Ruy Guerracronicas

Amargo travo de saudade
Ruy Guerra




Há três momentos cruciais na preparação de um filme: o da formação da equipe técnica, da definição das locações, e o da escolha do elenco.

Não vai faltar quem observe - e com razão -, que pouco sobra e tudo é importante. É verdade, mas têm dinâmicas distintas.

Uma equipe técnica com algumas deficiências pode provocar embaraços na filmagem, certos problemas, mas excluídas algumas áreas mais sensíveis, dá para ir em frente. Além do mais o diretor se limita a escolher os colaboradores diretos, em cada área, deixando a estes a seleção de seus assistentes.

Quando se trata das locações, mesmo que se tenham imaginado alguns locais de filmagem, a verdadeira decisão depende de fatores que não podem ser considerados como resolvidos à "priori": custos; autorizações; uma lógica de produção que determina a eliminação de cenários demasiado distantes uns dos outros; impedimentos de filmagem (como o pé direito demasiado baixo para a iluminação no caso de interiores); exteriores de controle complicado; dificuldade de determinados espaços para desenvolver a ação dramática, tal como foi concebida no momento em que se escrevia o roteiro imaginando um cenário ideal; etc... O que torna esta etapa mais complexa.

Mas quando chegamos à decisão sobre o elenco, como é o meu caso agora, atingimos o ponto mais delicado. Em última instância, os atores (é o caso de se dizer), são a cara do filme. São os primeiros violinos da orquestra, e de seu talento depende, em enorme proporção, o resultado final.

Por vezes um roteiro é escrito com algumas participações definidas. Mas quando é o caso, isso se resume a dois ou três atores principais, se é que eles ainda estão disponíveis quando a data de filmagem (sempre incerta no nosso cinema, e não só!), é decidida.

Me lembro de "Os Fuzis", quando o personagem de o Gaúcho era para ser interpretado por Jardel Filho.

À minha grande admiração pelo seu talento se juntou o fato, que totalmente por acaso, fui parar no Leblon, num apartamento da Rua General Urquiza, onde Jardel morava no final do mesmo corredor.

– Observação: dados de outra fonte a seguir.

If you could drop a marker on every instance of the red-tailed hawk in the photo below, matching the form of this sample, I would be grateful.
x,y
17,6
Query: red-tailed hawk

Uma longa espera - e vários adiamentos da produção -, reforçou nossa amizade.e nos permitiu ir conversando sobre o personagem, que o encantava particularmente. Não víamos a hora de começar a rodar e pôr em prática o que tão demorada e apaixonadamente estávamos elaborando. Jardel pontuava a espera e os bate-papos com freqüentes injeções de vitaminas, uma em cada braço, e várias vezes não logrei escapar de algumas injeções solidárias. Com o decorrer do tempo, sempre que saíamos juntos, se no trajeto surgia o espectro de alguma farmácia eu desviava imediatamente de rota, apesar dos veementes protestos de Jardel que havia assumido carinhosamente o papel de médico particular, com consultas grátis e injeções por sua conta. Era um jogo de gato e o rato: Jardel frequentemente me pegava distraído e quando dava por mim era tarde demais para escapar aos dolorosos coquetéis. Outras vezes eu me plantava ridiculamente do outro lado da calçada, resistindo aos chamados de Jardel, que se divertia com o meu pavor.

Por uma dessas ironias do destino, quando inesperadamente o produtor Jarbas Barbosa deu o sinal verde, Jardel havia acabado de assinar um contrato.

Não posso dizer que o personagem tenha sofrido por sua ausência, uma vez que tive a sorte de contar com Átila lório, grande figura humana e aplicado profissional. Mas foi um momento de grande tristeza, e apesar de arquitetarmos diferentes projetos, nunca conseguimos trabalhar juntos - até por que depois de "Os Fuzis" 'só voltei a filmar no Brasil 6 anos mais tarde.

Restou uma sólida, duradoura, e hoje saudosa amizade - o que não é pouco. Mas fica, para sempre, o amargo travo de ter perdido a oportunidade de trabalhar com um grande amigo e um dos maiores atores do teatro e do cinema brasileiro.